Doświadczenie zjednoczenia ogromu kosmosu z „najmniejszą częścią naszego organizmu” w thelemie nazywa się zaślubinami Nuit i Hadita.

Samorealizacja to poznanie siebie. Crowley adresuje tę kwestię w Nowym Komentarzu do Księgi Prawa I:29:

Aby poznać siebie, każda Gwiazda, czyli Dusza, musi zjeść Owoc Drzewa Poznania Dobra i Zła, akceptując trud i ból jako część siebie oraz śmierć jako swój los. Innymi słowy, musi odsłonić przed sobą swoją naturę, formułując tę naturę jako dualność. Natura musi wyrazić siebie poprzez serię symbolicznych gestów, które są pozornie zewnętrzne wobec niej. Tak samo malarz odsłania jedną stronę swojego zachwycającego diamentu, pokrywając płótno kolorami w taki sposób, że obraz na pierwszy rzut oka wydaje się przedstawiać coś, co znajduje się poza nim. W rzeczywistości natura musi powtórzyć pierwotną magiję Nuith i Haditha, które ją stworzyły.

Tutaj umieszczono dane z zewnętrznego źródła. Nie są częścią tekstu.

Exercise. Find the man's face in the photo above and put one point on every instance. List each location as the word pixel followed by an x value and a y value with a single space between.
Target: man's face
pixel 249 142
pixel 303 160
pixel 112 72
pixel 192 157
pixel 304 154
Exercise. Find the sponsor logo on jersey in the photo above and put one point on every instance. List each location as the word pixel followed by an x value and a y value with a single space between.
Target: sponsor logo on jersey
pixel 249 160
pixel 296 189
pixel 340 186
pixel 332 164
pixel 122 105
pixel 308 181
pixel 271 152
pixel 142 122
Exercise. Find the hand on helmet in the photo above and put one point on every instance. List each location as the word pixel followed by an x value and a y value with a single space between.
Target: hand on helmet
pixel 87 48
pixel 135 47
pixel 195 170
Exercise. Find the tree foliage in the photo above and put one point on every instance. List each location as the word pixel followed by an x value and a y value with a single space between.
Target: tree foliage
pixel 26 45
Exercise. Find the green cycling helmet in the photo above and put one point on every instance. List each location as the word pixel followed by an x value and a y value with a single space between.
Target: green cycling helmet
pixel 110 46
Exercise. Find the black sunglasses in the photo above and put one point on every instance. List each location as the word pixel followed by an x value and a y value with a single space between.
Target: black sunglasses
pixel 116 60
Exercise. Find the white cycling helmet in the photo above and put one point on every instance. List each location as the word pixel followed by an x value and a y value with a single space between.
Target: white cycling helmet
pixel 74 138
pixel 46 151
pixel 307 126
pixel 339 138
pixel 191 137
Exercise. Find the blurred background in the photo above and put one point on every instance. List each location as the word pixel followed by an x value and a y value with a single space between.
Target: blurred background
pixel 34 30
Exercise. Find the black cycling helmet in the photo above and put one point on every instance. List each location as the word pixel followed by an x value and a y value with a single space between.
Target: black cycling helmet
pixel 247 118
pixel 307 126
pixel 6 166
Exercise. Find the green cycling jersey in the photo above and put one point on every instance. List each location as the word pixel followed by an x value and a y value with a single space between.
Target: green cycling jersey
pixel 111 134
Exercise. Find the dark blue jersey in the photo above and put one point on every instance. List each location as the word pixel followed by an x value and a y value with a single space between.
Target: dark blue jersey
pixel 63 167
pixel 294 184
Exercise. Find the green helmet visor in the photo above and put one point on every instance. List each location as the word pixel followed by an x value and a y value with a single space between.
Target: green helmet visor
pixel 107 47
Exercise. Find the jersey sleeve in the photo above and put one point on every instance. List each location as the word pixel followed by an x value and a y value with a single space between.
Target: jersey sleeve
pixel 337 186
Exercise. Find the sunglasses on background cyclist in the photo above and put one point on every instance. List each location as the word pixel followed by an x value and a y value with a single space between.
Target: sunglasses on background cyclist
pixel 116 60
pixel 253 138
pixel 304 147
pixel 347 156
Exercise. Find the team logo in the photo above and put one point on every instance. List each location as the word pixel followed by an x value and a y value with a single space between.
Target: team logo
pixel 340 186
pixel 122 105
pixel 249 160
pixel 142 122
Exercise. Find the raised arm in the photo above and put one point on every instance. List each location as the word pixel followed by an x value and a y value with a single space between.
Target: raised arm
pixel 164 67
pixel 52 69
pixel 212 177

A zatem nasze doświadczenie cudowności musi być wszechogarniające i dotyczyć wszystkich aspektów istnienia – dobrych i złych, przyjemnych i bolesnych. To dlatego mówimy, że wola jest amoralna. To jedyna droga do pełni. Dzięki temu nabywamy wrażliwość artysty, który w bezpośrednio dotykających go zjawiskach i wydarzeniach widzi środki umożliwiające mu wyrażenie siebie. Wszechświat jawi mu się jako dzieło sztuki, a swoje życie postrzega jako cud.

Teraz dochodzi do nas znaczenie słów świętej księgi thelemy Liber Chet: „Oto gniew Boży, iż rzeczy te takie być powinny. Oto łaska Boża, iż rzeczy takie być powinny”.